Soldi (Centrodestra) presenta un’interrogazione per avere i dati: "Giusto premiare l’impegno"

"Gli sforzi dei pratesi nell’effettuare la raccolta differenziata si tradurranno mai in benefici economici?". Se lo chiede il consigliere del Centrodestra Leonardo Soldi che ha presentato un’interrogazione comunale per ottenere dati dettagliati sulla correlazione tra la raccolta differenziata e tariffe dopo la poco convincente, a suo dire, comissione ambiente.

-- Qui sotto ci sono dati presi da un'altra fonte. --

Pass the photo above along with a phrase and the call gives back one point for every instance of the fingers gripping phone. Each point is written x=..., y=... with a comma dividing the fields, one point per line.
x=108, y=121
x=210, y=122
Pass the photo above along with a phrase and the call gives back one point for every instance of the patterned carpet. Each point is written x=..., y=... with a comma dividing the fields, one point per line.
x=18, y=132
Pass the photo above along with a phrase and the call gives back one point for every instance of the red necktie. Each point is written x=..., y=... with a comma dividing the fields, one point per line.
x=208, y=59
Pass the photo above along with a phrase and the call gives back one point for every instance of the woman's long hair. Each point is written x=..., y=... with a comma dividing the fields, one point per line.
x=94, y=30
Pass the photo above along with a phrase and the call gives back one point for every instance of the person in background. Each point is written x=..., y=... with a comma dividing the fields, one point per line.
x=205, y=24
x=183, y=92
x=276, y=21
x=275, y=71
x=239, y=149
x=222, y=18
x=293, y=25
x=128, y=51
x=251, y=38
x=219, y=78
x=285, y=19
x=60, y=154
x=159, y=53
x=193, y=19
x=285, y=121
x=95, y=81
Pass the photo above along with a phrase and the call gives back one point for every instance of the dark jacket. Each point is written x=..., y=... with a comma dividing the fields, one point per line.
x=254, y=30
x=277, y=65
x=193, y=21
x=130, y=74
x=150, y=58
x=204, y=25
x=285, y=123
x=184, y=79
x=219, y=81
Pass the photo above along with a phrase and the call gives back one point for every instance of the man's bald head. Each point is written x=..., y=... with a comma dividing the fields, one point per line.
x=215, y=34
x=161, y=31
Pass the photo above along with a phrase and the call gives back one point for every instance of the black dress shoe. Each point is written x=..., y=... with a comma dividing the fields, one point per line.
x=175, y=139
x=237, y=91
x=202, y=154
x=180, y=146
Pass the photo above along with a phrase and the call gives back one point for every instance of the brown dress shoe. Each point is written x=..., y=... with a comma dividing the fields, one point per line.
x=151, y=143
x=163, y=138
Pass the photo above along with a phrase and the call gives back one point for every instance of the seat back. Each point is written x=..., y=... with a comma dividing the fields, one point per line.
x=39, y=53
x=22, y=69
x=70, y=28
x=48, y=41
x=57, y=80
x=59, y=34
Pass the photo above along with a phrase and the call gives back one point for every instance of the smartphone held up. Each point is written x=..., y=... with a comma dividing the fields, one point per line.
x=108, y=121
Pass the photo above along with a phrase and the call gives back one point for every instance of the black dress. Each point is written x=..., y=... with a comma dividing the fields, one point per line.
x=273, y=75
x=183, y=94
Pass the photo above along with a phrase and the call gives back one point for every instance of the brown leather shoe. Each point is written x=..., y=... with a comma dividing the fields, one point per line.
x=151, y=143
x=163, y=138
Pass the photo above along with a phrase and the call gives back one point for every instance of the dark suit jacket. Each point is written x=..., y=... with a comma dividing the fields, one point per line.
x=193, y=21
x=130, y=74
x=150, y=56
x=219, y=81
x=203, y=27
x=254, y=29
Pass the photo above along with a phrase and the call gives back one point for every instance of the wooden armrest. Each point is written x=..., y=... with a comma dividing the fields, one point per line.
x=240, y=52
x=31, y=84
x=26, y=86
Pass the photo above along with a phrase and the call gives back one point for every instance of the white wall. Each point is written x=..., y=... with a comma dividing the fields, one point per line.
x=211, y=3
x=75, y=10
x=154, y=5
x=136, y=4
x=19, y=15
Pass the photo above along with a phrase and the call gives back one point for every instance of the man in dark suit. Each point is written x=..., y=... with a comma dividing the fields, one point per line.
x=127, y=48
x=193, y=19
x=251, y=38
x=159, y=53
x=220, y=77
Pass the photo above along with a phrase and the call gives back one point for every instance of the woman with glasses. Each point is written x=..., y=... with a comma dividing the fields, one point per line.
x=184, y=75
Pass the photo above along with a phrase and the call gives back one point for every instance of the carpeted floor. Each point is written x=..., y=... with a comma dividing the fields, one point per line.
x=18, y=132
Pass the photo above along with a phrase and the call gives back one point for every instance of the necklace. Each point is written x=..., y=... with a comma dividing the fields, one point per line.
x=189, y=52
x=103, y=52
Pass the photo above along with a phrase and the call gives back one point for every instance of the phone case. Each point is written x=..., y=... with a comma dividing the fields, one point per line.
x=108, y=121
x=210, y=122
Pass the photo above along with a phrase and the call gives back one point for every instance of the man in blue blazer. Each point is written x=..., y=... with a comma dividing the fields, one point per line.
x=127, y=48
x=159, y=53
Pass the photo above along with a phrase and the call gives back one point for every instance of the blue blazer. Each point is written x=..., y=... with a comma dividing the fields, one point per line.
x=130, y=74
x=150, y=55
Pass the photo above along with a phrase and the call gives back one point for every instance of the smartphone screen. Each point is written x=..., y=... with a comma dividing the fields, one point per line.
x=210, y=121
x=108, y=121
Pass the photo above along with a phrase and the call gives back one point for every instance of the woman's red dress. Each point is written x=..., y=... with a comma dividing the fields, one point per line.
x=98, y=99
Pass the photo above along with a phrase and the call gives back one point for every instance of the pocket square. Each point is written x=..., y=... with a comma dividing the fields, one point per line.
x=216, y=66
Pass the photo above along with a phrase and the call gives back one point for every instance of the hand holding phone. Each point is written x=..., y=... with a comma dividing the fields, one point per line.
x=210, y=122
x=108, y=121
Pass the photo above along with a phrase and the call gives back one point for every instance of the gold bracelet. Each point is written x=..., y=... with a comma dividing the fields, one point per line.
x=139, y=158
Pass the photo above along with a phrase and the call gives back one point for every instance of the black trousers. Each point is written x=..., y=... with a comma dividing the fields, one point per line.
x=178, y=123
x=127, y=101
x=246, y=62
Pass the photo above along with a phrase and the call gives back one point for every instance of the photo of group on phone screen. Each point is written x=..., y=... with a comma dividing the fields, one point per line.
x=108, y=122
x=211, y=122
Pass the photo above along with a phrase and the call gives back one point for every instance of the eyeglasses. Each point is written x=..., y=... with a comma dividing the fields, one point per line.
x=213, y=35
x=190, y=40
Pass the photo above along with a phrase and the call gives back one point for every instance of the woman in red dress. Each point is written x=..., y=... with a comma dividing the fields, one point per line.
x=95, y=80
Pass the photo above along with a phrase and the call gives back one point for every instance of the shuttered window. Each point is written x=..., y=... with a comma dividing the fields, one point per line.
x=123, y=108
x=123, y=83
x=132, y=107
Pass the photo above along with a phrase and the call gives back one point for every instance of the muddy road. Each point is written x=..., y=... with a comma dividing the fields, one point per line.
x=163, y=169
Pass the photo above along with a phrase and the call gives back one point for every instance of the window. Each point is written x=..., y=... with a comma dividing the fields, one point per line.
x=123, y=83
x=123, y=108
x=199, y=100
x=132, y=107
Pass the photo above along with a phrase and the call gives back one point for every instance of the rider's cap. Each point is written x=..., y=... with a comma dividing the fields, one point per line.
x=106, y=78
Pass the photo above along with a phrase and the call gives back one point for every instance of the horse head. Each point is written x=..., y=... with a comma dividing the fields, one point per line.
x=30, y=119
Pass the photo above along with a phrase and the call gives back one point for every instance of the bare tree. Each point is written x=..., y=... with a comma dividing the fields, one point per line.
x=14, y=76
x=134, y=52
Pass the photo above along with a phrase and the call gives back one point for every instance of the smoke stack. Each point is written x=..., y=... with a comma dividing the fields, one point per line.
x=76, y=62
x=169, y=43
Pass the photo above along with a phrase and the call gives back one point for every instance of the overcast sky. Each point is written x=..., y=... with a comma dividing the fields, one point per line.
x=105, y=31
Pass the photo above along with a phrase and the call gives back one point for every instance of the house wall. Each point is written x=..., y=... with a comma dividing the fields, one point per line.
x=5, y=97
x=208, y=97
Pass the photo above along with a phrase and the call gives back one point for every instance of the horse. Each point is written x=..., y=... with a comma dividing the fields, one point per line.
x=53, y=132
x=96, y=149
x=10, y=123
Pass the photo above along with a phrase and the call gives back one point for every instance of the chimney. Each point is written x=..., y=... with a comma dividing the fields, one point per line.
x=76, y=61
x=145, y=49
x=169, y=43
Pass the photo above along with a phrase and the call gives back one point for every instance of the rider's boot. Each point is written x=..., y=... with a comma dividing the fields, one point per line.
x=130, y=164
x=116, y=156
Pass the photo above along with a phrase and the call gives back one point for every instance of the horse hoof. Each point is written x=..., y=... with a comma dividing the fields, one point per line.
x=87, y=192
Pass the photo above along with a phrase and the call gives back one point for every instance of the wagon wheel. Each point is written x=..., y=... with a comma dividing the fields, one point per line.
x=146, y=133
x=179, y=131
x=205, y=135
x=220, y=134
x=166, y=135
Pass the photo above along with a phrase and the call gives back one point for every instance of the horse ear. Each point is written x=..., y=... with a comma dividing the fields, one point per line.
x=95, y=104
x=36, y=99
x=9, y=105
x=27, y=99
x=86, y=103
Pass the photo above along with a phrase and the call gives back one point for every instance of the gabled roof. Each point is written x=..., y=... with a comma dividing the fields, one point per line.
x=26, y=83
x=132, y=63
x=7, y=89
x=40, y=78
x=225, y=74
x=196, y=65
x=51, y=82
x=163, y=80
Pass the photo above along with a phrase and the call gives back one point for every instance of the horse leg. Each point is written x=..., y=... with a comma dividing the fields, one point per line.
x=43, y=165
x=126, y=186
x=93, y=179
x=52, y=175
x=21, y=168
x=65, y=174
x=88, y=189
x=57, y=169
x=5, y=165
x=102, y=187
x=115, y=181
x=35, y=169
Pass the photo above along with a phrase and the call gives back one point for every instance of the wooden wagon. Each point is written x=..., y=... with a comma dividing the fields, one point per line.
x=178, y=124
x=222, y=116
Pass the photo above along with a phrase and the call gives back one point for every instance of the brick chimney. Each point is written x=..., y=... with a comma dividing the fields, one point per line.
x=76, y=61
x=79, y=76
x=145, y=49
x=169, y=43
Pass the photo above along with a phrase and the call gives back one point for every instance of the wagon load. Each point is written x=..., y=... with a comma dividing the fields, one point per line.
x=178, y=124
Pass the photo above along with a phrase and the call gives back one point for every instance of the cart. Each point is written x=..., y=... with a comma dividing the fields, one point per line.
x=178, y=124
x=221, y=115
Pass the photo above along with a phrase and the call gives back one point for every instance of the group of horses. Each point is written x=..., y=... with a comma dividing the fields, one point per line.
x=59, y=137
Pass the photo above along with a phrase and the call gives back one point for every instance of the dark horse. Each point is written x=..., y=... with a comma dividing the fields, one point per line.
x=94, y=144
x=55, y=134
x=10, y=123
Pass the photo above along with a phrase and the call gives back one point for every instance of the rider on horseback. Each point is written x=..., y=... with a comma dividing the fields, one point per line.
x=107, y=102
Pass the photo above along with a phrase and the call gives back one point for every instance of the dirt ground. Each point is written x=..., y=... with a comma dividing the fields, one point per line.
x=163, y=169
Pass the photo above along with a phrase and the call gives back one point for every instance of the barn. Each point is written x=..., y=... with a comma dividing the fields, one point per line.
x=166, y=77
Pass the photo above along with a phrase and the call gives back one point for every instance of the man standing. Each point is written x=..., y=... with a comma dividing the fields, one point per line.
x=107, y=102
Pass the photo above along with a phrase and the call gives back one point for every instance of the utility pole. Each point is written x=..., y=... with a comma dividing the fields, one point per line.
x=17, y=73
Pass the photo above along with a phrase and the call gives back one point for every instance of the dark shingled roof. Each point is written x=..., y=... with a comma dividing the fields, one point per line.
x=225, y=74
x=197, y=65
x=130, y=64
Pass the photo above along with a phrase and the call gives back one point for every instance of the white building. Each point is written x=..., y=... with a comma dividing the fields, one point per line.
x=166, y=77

"La raccolta porta a porta rappresenta un impegno quotidiano per i cittadini. Confrontando la nostra situazione con quella di Firenze, la città a noi più vicina, dove non è stato implementato tale sistema nonostante la gestione dei rifiuti sia affidata alla medesima azienda, Alia, emerge una disparità che merita attenzione", dice il consigliere. "Senza una tangibile riduzione delle tariffe Tari, lo sforzo richiesto potrebbe essere percepito come un onere ingiustificato. È fondamentale ottenere dati precisi per capire se la gestione dei rifiuti si traduce in un risparmio significativo per la comunità o se, al contrario, rappresenta un impegno senza un adeguato ritorno economico. L’assessore Sanzò non è riuscita a fornirmi questo dato; il paradosso è che dovrebbero essere proprio statistiche come queste a guidare le amministrazioni comunali nel compiere le scelte strategiche fondamentali in ambito della gestione dei rifiuti".

Soldi solleva anche un problema strutturale: "Nell’ultimo anno, tutti i cassonetti di Firenze sono stati sostituiti con versioni elettroniche, mentre a Prato gli sforzi nella realizzazione delle isole ecologiche interrate si sono fermati al 2014. Non possiamo dunque essere soddisfatti dei soli benefici ambientali". Soddisfazione invece per il problema degli abbandoni di rifiuti nell’area del parcheggio McDonald’s, dopo l’accordo con il gruppo del food e l’installazione di 8 nuovi cestini nell’area, che mira a ridurre i comportamenti incivili.